Human faces have both features typical of humans, such as the presence and regular proportions of the eyes, nose, and mouth, as well as a regular configuration of those features (an eyes-over-nose-over-mouth configuration). Further, both features and configurations can signal a humanlike mind. For example, in their seminal work on this topic, Looser and Wheatley (2010) had participants judge whether targets that varied monotonically in their perceptual similarity to humans were animate using a scale ranging from definitely alive to definitely not alive. Their stimuli consisted of facial stimuli that were morphed between a doll face (i.e., definitely inanimate) and a human face (i.e., definitely animate). Consistent with their predictions, as the stimuli included a greater proportion of human relative to doll features, participants were more likely to perceive the targets as alive. Importantly, however, these effects were nonlinear. Perceivers’ animacy judgments fit a sigmoidal curve that was shifted toward the human end point of the continuum. This suggests that the perception of animacy is both categorical, in that targets were perceived to be either alive or not alive, and relatively conservative, in that morphed stimuli needed to be objectively more than 50% human to be subjectively perceived as animate. Nearly identical (r = .92) results occurred when participants rated the same stimuli on how likely it was that the target possessed a mind, suggesting that judgments of mind and animacy are essentially synonymous when evaluating human faces (see also Gao et al., 2010). To have a humanlike face is to have a humanlike mind.
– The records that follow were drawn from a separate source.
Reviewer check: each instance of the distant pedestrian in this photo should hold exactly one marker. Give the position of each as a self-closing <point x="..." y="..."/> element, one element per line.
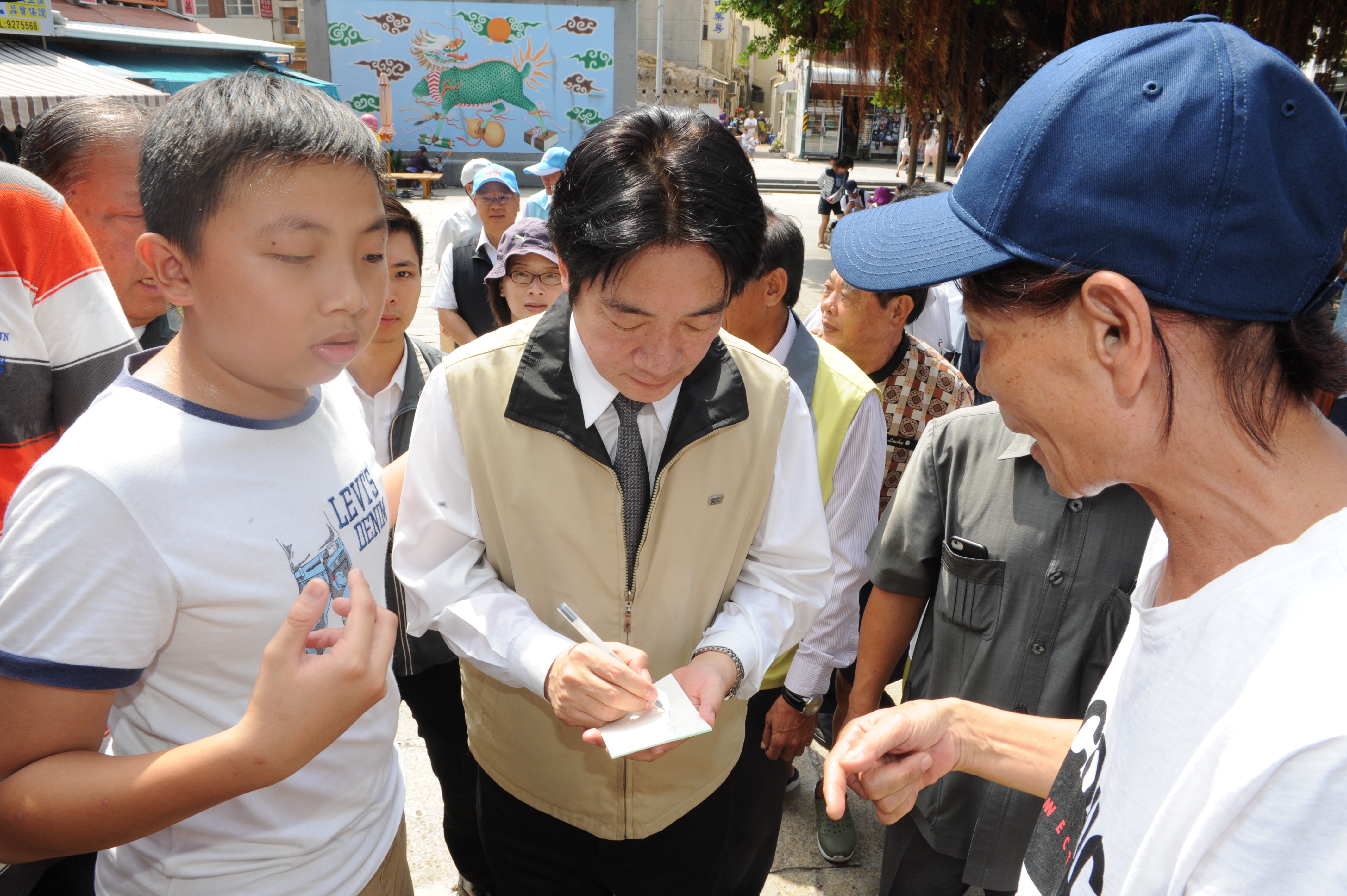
<point x="832" y="188"/>
<point x="421" y="164"/>
<point x="931" y="149"/>
<point x="460" y="297"/>
<point x="526" y="279"/>
<point x="855" y="199"/>
<point x="462" y="221"/>
<point x="550" y="171"/>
Looser and Wheatley (2010) provided further evidence for the categorical nature of animacy by having participants complete a same–different categorization task. Participants were shown pairs of faces that were both below the animacy threshold, both above the animacy threshold, or that straddled the animacy threshold. Results demonstrated that participants were more sensitive to differences in faces that straddled the animacy threshold than they were to differences in faces that were both on one side of the threshold, even holding the objective difference between stimuli constant. These findings demonstrate that there is a “tipping point” at which the objective signal of humanness present in targets’ features gives rise to subjective perceptions of animacy. Notably, this threshold is sensitive to perceiver motives. For example, using the morph paradigm developed by Looser and Wheatley (2010), Hackel, Looser, and Van Bavel (2014) demonstrated that stimuli required greater perceptual similarity to humans to be ascribed mind when the target was believed to be an outgroup member relative to when it was believed to be an in-group member, especially among highly identified perceivers. Replicating the original findings, the bottom-up influence of the humanlike facial features on the perception of mind was robust and consistent, even in the presence of top-down motives. Thus, research consistently demonstrates that facial features can give rise to the perception of mind.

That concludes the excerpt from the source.